A quel punto nonostante il tentativo fino all’ultimo momento del movimento 5 stelle di raggiungere un accordo, il tavolo è saltato e l’articolo del governo è stato soppresso lasciando solo la Lega a difesa di Draghi.
Il Presidente del consiglio è a Parigi, gli arrivano i messaggini di Emiliano “non fare come Renzi, su Ilva ti bruci”.
Dove per non fare come Renzi intende: non fare che prima non mi telefoni. Lo conferma in una dichiarazione un altro dei suoi fedelissimi, da lui catapultato nel listino di Taranto, che quella notte difendeva il governatore accanto a Boccia “avevano provato a inserire una norma su Ilva senza sentire gli enti locali”. Un’azienda di interesse strategico per la nazione ancora piegata alle prebende locali. Fosse stato per loro oggi non avremmo la tap, mentre continuano a bloccare non solo tutte le richieste di ricerca idrocarburi ma anche di impianti eolici, per poi spegnere le luci per protesta contro il caro bollette come fa il sindaco di Bari Decaro.
Il Pd ha buttato a mare Draghi per difendere Emiliano.
Il premier torna di corsa da Parigi e succede il putiferio. Lui si trova un altro lavoro, ma sa che la partita di ilva è molto più grossa di quella del governo. Entro maggio deve essere completata la vendita con altri 700 milioni, poi servono 4,5 miliardi per il nuovo piano industriale. Invitalia ha gia messo 35 milioni per la nuova società del dri che servirà tutte le acciaierie d’Italia.
Anche su questo il governo rischia di spaccarsi.
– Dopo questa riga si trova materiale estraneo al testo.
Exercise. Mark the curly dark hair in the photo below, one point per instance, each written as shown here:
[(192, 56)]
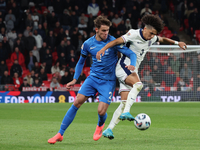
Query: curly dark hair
[(100, 20), (154, 21)]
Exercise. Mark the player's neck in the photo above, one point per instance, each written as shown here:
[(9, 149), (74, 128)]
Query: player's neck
[(98, 38)]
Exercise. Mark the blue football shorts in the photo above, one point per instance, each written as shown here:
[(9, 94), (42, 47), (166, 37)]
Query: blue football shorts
[(92, 85)]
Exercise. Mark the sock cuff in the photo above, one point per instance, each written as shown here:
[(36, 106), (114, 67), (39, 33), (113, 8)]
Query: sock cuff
[(103, 115)]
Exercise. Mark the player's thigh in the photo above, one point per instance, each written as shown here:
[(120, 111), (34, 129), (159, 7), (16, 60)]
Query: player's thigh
[(124, 95), (102, 108), (87, 89), (106, 89), (123, 87), (132, 79), (80, 99)]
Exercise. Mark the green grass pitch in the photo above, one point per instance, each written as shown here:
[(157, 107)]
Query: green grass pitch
[(175, 126)]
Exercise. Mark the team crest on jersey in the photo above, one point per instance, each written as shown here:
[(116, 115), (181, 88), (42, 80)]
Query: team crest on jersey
[(149, 43), (107, 52), (128, 34)]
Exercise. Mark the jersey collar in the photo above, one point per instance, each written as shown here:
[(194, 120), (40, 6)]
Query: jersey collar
[(142, 34)]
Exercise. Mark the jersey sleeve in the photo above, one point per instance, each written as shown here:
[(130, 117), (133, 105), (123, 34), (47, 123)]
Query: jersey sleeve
[(155, 39), (128, 36), (84, 49)]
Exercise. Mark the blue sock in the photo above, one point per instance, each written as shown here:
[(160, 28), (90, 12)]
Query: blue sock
[(101, 120), (67, 120)]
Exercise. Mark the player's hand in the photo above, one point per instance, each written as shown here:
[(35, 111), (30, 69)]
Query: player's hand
[(130, 67), (182, 45), (99, 54), (70, 84)]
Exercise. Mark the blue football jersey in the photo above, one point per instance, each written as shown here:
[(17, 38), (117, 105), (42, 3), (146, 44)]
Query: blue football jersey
[(105, 67)]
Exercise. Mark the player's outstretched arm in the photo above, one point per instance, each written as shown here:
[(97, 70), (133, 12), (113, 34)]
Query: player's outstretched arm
[(109, 45), (165, 40)]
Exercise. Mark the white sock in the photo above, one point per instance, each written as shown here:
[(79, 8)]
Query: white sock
[(114, 121), (132, 96)]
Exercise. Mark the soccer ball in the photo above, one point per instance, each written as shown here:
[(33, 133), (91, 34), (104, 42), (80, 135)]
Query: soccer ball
[(142, 121)]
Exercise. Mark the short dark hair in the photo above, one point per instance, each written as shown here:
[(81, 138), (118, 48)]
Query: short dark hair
[(100, 20), (154, 21)]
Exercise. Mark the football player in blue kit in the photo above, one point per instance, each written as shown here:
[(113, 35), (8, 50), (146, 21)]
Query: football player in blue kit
[(102, 77)]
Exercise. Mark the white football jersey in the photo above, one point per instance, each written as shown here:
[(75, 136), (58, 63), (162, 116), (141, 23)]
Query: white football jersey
[(138, 44)]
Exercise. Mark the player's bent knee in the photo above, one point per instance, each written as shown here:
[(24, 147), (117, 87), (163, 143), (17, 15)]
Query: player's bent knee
[(138, 85)]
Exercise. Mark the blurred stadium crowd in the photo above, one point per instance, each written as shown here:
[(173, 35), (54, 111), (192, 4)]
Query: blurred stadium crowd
[(40, 40)]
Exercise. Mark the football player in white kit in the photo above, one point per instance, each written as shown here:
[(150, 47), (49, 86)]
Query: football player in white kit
[(130, 84)]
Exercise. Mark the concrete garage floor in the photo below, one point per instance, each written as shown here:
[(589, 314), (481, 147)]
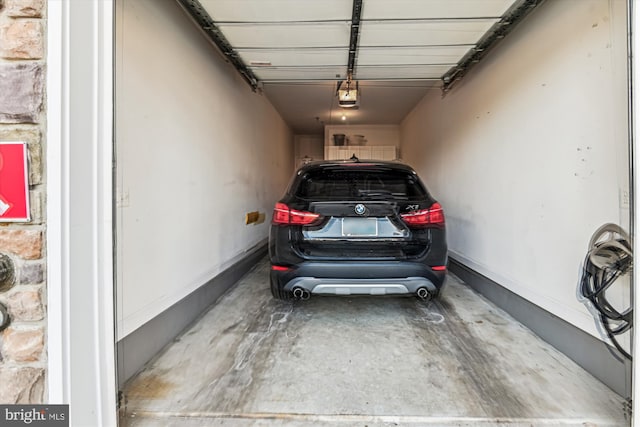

Mentre il pd, proprio in forza del rapporto con Bernabè, sostiene il nuovo piano, il vice Conte Mario Turco è stato netto: «Non possiamo accettare soluzioni di riconversione industriale, nella prospettiva della decarbonizzazione, su cui peraltro si nutrono forti dubbi di sostenibilità economica e di cui non si conoscono i contenuti dell’investimento, il fabbisogno finanziario complessivo, il piano industriale, gli obiettivi produttivi, la relativa valutazione di convenienza economica, senza un rafforzamento della tutela ambientale e della salute pubblica”.
La guerra continua: il pd favorevole al nuovo piano ilva, 5 stelle che sembrano riabbracciare le promesse di chiusura. Dimenticando che è proprio sotto il governo Conte bis che il leader 5 stelle decise di stracciare l’accordo Calenda che dava ad Arcelormittal il compito di finanziarie il nuovo piano, decidendo di statalizzarla sobbarcando costi e perdite allo stato.
E cosi dopo la sfuriata di Draghi, il ministro del lavoro Orlando ammette la colpa dei suoi e dice di voler reintrodurre quell’articolo salva Ilva, magari con un prossimo decreto.
Mentre Conte con un tweet si prende i meriti di aver evitato lo scippo di Taranto tentato dal Governo e promette il reimpiego di oltre 1000 operai… eppure la Viceministra 5 stelle Laura Castelli quella notte in commissione a nome del governo si era espressa contro.